If $f(x,y)=0$ represents two straight lines, they cross at the point where both partial slopes vanish: \[ \frac{\partial f}{\partial x}=0\quad\text{and}\quad\frac{\partial f}{\partial y}=0 \]
Step 2: Read the coefficients.
The equation is $ax^2-xy-3y^2-5x+20y-25=0$. Matching with $ax^2+2hxy+by^2+2gx+2fy+c=0$ gives $2h=-1$, $b=-3$, $2g=-5$, $2f=20$, $c=-25$.
Step 3: Differentiate with respect to $x$.
Treating $y$ as fixed: \[ \frac{\partial f}{\partial x}=2ax-y-5=0 \]
Step 4: Differentiate with respect to $y$.
Treating $x$ as fixed: \[ \frac{\partial f}{\partial y}=-x-6y+20=0\implies x+6y=20 \]

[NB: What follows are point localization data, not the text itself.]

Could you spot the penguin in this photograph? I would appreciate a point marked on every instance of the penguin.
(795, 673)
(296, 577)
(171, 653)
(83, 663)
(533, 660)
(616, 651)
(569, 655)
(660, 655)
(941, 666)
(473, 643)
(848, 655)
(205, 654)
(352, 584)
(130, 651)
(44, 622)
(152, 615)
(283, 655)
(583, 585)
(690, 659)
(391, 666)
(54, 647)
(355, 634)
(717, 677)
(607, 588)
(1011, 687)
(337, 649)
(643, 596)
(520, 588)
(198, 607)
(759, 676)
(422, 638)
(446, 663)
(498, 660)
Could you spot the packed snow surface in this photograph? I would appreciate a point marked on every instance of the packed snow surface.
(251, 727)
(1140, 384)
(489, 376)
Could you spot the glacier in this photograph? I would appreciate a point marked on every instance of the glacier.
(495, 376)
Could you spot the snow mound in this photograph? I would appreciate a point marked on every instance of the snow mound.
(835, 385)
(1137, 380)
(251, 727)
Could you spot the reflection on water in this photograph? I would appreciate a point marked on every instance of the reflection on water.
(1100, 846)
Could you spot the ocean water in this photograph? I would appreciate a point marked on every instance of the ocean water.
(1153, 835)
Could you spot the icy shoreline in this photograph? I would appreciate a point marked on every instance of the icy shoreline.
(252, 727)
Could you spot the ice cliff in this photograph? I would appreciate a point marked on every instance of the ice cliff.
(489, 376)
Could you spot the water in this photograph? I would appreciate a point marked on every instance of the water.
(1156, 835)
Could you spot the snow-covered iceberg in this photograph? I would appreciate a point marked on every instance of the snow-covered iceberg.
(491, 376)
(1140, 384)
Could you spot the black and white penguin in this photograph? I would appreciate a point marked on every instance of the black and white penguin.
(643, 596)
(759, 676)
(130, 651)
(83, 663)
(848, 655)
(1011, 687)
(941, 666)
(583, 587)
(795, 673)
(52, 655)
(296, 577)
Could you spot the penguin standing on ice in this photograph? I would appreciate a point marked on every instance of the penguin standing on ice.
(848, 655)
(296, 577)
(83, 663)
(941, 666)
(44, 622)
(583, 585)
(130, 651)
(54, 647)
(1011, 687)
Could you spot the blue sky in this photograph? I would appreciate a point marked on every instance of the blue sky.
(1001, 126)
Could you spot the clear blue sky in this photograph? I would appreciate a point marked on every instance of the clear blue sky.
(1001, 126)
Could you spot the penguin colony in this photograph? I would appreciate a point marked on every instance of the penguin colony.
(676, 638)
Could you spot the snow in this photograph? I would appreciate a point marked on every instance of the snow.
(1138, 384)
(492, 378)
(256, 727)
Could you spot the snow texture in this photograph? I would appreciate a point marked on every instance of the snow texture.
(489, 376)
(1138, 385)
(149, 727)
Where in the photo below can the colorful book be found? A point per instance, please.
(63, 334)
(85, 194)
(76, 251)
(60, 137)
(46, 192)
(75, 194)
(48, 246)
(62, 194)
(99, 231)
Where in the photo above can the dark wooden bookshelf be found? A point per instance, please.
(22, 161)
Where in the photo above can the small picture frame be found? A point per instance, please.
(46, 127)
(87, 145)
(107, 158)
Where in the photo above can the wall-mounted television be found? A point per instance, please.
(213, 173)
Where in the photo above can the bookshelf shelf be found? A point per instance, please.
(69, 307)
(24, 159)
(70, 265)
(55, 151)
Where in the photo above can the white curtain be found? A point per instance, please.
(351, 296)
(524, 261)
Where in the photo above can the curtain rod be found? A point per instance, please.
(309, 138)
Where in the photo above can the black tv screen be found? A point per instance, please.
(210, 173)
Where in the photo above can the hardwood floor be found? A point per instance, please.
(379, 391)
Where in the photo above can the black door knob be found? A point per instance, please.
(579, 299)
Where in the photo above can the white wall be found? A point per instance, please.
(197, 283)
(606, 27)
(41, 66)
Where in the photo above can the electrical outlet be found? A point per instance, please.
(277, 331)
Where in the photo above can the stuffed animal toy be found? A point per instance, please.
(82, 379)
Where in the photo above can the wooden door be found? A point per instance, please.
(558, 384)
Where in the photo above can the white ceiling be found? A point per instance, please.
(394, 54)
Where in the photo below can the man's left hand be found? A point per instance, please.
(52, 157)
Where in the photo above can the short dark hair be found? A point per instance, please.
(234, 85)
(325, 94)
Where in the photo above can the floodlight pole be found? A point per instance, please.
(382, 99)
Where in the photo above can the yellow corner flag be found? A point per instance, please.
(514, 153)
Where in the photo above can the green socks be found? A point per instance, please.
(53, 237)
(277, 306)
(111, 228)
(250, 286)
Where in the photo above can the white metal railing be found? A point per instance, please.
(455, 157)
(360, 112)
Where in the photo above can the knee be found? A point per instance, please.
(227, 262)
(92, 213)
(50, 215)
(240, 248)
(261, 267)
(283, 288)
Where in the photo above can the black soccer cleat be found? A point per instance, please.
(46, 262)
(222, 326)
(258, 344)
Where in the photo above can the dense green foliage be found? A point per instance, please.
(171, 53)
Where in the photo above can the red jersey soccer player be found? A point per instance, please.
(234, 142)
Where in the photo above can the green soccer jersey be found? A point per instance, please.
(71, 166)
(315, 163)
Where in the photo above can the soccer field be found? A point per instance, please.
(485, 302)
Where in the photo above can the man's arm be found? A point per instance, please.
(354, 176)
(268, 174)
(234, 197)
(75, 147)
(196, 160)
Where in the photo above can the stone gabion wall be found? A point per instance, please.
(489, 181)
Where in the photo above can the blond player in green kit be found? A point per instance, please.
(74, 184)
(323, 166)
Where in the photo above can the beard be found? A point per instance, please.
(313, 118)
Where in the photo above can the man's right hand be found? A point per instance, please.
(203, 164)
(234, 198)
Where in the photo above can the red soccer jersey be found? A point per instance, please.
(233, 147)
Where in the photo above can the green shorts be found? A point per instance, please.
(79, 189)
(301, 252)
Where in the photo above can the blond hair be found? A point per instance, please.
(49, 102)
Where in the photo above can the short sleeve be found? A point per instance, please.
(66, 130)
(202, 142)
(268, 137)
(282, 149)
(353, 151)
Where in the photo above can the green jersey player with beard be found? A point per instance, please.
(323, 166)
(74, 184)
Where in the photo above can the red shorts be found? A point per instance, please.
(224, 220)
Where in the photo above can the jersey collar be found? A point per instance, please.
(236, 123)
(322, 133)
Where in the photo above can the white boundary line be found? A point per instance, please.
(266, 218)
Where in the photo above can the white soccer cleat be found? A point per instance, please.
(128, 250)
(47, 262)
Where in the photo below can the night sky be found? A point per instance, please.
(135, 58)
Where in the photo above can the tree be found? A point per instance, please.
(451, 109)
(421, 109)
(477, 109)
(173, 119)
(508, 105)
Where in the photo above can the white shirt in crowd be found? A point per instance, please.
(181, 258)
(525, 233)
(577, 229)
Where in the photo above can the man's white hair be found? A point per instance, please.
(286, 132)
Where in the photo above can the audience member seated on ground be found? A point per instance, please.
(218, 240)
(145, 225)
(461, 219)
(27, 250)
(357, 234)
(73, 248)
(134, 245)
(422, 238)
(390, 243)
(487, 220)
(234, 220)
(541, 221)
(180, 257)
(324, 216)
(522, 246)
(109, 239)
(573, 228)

Step 5: Use the value of $a$.
For the equation to truly split into two lines, the value $a=2$ is required. Then the first equation becomes $4x-y-5=0$. Solving it together with $x+6y=20$ gives the meeting point $(x,y)=(2,3)$.
Step 6: Find the square of the distance from the origin.
\[ x^2+y^2=2^2+3^2=4+9=13 \] \[ \boxed{13} \]